The good thing about restoring a Singer sewing machine is that the company is still around and replacement parts for antique Singer sewing machines are still available through the company.
Later versions 99K31 had a stitch length up-down lever with reverse stitch and numbered tension dial - Year 1955 The Singer 15K is always recognised by its tension unit being on the left face of the machine.
Its bobbin had to be inserted into a bobbin case, then the case was inserted into the machine vertically to the left of the needle.
An old sewing machine from any maker with a serial number of 5000 or less will have more value, especially those from obscure manufacturers.

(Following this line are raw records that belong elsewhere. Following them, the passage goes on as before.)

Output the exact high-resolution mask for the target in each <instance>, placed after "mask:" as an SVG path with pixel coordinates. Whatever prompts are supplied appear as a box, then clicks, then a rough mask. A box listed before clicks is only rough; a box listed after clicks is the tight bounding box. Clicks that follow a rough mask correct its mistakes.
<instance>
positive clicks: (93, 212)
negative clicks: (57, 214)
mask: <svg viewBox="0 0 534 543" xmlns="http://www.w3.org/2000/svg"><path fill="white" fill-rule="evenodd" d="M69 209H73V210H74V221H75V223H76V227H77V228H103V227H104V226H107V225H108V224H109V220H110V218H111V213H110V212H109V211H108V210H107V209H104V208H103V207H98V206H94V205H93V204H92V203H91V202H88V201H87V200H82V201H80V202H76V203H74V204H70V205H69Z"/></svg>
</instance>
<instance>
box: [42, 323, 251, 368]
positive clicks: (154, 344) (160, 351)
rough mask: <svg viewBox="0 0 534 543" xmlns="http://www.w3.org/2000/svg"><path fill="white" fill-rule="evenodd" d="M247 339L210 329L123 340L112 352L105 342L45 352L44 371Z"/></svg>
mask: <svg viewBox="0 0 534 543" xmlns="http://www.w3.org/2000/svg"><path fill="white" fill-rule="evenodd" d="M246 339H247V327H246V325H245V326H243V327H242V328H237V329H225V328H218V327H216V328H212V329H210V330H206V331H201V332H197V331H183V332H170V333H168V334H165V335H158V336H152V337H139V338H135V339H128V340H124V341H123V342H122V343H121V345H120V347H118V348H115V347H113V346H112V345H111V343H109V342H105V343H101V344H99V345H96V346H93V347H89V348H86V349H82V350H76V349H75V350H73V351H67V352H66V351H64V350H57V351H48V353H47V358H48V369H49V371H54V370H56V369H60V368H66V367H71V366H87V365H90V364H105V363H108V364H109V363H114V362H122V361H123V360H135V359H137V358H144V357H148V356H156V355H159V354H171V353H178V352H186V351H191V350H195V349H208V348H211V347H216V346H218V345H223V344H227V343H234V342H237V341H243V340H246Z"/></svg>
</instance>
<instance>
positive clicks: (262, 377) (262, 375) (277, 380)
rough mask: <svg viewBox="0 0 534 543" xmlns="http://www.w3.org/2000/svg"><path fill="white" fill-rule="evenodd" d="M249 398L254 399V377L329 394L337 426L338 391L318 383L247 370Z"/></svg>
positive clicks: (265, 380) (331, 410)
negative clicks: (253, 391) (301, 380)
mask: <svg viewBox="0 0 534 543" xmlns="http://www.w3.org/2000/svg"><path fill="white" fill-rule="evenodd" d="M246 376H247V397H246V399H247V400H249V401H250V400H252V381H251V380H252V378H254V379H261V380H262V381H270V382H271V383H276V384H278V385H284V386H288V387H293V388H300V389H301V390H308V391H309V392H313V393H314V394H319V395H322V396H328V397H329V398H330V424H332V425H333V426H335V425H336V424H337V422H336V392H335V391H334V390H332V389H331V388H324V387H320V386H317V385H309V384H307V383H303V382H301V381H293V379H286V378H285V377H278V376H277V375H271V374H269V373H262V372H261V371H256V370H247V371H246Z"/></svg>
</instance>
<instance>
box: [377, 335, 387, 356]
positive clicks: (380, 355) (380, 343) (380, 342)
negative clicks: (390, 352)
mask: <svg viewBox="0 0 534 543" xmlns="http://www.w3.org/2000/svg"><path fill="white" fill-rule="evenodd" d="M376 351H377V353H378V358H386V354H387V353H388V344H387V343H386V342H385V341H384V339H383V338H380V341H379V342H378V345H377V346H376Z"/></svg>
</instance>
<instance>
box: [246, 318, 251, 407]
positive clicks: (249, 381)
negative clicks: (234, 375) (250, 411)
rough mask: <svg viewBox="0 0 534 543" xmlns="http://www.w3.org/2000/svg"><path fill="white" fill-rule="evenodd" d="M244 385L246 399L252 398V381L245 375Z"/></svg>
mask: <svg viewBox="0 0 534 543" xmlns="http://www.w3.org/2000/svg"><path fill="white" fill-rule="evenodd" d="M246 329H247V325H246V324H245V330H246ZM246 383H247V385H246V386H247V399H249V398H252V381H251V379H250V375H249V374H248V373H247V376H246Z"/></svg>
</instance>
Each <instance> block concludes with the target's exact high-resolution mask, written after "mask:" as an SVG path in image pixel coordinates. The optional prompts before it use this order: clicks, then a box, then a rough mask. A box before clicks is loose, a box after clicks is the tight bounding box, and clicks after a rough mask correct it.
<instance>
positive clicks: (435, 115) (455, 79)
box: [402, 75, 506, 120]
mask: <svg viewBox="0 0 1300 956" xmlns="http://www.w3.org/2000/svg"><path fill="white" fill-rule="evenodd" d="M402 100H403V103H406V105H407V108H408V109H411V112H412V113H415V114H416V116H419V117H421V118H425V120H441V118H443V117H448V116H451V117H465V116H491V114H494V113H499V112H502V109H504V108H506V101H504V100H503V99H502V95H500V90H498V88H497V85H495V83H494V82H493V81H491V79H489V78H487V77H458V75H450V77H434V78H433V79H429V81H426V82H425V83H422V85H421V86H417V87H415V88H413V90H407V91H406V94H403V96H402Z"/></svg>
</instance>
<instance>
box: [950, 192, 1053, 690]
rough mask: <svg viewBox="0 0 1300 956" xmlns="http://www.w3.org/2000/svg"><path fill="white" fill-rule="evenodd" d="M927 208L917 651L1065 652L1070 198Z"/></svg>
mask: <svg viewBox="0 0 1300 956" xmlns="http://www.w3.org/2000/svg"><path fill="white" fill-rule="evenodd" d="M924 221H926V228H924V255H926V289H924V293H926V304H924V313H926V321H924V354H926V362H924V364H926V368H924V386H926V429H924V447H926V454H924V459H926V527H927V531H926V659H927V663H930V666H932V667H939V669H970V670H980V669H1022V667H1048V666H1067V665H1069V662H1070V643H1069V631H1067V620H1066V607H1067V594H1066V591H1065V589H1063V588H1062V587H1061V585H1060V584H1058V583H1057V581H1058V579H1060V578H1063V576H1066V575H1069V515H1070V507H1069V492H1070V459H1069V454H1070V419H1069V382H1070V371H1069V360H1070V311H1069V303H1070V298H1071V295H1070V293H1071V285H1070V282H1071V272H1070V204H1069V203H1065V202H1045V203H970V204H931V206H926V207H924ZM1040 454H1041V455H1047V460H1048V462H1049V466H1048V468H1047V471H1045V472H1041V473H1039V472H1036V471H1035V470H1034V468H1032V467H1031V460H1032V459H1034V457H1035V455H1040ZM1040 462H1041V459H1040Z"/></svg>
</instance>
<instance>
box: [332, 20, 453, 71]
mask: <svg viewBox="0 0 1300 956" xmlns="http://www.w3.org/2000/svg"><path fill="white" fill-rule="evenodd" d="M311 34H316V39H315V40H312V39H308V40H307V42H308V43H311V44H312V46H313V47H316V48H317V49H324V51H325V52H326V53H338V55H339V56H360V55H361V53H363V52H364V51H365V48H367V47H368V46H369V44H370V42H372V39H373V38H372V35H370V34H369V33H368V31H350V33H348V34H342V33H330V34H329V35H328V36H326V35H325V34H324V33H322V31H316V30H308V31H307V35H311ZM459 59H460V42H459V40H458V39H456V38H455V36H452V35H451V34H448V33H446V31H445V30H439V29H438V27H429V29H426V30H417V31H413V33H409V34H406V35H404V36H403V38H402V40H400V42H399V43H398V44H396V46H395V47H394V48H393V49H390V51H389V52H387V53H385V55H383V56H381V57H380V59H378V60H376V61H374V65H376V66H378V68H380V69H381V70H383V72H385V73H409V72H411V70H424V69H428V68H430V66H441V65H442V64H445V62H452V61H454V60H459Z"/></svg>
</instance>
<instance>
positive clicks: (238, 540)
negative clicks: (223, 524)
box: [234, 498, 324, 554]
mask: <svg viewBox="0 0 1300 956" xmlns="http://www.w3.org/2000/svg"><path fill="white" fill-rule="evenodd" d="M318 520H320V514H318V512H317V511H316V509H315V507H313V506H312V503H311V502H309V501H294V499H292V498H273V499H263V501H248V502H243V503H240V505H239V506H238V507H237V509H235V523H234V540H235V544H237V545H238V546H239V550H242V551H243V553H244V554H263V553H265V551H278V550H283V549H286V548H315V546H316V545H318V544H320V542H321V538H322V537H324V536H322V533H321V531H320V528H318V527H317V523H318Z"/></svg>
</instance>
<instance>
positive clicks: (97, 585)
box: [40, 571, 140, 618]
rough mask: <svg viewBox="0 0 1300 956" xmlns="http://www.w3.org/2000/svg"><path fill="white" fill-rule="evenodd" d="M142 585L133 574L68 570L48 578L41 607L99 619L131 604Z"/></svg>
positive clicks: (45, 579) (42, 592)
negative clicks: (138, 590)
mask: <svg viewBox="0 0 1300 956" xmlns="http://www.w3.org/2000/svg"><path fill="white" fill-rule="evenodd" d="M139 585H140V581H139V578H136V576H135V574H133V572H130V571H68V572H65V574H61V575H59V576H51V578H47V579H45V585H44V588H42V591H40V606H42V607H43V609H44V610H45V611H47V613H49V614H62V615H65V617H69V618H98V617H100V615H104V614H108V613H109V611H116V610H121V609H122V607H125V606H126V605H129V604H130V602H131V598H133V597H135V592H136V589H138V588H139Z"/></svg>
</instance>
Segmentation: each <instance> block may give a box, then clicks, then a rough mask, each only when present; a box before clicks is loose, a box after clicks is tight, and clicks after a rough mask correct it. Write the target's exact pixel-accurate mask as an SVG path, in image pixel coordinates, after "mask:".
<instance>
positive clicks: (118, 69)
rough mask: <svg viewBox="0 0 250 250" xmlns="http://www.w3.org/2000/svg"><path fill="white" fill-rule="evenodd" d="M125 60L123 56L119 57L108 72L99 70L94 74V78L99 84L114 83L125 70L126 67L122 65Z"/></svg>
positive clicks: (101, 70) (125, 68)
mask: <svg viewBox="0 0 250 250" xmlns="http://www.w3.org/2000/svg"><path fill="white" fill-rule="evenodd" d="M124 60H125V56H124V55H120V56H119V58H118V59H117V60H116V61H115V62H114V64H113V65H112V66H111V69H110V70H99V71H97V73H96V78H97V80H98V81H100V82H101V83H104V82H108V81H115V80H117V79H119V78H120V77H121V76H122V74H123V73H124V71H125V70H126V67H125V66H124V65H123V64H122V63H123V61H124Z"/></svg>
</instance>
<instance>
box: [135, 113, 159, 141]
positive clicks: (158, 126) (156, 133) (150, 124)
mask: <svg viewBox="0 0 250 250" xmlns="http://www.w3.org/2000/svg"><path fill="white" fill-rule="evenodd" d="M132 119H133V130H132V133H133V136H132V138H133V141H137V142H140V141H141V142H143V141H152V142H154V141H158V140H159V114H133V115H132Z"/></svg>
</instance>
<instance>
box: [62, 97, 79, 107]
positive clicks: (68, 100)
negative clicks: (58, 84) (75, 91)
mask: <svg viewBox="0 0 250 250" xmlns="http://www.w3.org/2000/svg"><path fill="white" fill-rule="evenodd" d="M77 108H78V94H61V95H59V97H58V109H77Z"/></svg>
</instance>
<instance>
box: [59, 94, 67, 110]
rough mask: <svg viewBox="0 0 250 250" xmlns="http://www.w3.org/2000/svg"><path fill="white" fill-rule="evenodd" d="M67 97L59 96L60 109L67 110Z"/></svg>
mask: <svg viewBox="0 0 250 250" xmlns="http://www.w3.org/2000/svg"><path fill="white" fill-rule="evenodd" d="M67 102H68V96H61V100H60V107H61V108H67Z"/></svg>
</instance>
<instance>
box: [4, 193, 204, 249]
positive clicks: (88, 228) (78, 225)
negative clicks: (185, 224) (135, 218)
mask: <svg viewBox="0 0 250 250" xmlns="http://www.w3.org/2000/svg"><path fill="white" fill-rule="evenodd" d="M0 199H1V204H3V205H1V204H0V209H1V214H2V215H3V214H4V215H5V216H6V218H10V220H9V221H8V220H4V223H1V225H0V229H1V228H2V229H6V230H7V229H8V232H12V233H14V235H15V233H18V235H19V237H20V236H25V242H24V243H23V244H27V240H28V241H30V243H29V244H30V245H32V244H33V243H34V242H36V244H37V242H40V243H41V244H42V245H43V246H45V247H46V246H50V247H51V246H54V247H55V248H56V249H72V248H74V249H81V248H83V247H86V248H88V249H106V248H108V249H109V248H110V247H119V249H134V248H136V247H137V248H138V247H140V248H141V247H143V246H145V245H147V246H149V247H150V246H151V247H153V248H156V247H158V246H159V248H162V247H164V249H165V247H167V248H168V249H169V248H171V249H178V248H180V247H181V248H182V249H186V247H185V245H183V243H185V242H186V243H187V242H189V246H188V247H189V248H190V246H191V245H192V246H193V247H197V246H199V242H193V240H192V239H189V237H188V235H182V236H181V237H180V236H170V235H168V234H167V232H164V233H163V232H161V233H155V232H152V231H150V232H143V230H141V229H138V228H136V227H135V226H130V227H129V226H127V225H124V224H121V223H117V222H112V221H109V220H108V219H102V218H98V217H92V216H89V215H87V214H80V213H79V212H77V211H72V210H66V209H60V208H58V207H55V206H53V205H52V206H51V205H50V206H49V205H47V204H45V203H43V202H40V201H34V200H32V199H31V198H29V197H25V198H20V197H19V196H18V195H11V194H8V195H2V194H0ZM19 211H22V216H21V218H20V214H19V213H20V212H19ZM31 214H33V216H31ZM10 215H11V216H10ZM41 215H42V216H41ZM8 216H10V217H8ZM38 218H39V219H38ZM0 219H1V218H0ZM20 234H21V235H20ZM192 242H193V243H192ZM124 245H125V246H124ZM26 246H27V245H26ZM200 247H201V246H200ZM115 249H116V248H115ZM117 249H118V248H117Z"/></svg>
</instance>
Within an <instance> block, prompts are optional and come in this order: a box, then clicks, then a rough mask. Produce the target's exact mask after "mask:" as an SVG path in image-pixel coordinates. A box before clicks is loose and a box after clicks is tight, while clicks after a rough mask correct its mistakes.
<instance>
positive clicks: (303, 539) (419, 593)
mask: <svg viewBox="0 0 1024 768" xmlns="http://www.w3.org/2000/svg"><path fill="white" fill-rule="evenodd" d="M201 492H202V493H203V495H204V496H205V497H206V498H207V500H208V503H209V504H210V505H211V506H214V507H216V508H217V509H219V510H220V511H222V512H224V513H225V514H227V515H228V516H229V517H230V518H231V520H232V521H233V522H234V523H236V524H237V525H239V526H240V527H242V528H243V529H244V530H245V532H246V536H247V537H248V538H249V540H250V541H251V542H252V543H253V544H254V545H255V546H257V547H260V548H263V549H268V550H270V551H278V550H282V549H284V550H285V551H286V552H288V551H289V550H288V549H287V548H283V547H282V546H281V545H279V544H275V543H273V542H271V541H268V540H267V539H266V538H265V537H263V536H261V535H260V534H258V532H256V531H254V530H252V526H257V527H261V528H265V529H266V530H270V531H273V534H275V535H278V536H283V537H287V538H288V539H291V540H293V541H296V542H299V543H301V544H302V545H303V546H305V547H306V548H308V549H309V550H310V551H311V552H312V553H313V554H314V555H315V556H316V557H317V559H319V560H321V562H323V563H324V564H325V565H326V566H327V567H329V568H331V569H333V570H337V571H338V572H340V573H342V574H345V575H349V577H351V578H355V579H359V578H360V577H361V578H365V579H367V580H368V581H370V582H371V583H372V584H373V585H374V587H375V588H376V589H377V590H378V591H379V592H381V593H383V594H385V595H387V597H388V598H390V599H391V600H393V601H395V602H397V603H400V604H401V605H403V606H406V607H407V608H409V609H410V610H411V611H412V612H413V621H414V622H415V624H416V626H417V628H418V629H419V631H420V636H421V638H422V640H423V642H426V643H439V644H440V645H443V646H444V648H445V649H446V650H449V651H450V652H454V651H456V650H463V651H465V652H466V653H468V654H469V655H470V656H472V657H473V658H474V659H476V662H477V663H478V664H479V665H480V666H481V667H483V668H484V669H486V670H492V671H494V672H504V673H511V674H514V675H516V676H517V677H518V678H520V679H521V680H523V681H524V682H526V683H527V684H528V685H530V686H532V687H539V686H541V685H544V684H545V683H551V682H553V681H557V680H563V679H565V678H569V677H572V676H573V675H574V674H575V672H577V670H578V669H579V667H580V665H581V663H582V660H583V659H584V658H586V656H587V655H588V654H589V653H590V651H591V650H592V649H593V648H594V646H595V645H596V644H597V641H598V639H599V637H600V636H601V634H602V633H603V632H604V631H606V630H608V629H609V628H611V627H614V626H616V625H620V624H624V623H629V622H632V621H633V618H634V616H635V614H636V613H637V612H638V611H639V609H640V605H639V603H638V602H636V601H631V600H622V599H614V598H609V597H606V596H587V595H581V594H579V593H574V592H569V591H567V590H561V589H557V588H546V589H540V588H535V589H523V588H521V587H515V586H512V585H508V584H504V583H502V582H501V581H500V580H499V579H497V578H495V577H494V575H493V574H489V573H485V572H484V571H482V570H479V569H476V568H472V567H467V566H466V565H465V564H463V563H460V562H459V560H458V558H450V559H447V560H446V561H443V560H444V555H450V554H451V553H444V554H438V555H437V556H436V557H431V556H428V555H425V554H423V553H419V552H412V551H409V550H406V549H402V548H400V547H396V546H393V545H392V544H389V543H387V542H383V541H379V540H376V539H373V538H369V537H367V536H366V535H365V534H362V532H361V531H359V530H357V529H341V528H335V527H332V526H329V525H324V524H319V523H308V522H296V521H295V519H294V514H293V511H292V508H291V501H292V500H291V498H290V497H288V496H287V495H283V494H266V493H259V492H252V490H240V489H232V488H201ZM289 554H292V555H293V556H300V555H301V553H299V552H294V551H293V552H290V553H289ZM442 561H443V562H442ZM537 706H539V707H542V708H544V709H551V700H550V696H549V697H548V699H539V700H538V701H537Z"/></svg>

Sewing machines with serial numbers above 50,000 would be considered later models had basically common.The Singer 15K was manufactured over many years from 1910 - 1964, then reproduced again in 1982 called the Singer 15N.The Singer 222K as shown has the sleeve arm or sometimes called tubular bed.I'm sure its still the smallest adult sewing machine ever produced.Its manufacturing year was 1955 to 1964 The Singer 66K is the large version of the Singer 99K.The sewing machine was an important advance in technology because it made mass production of clothing and textiles possible.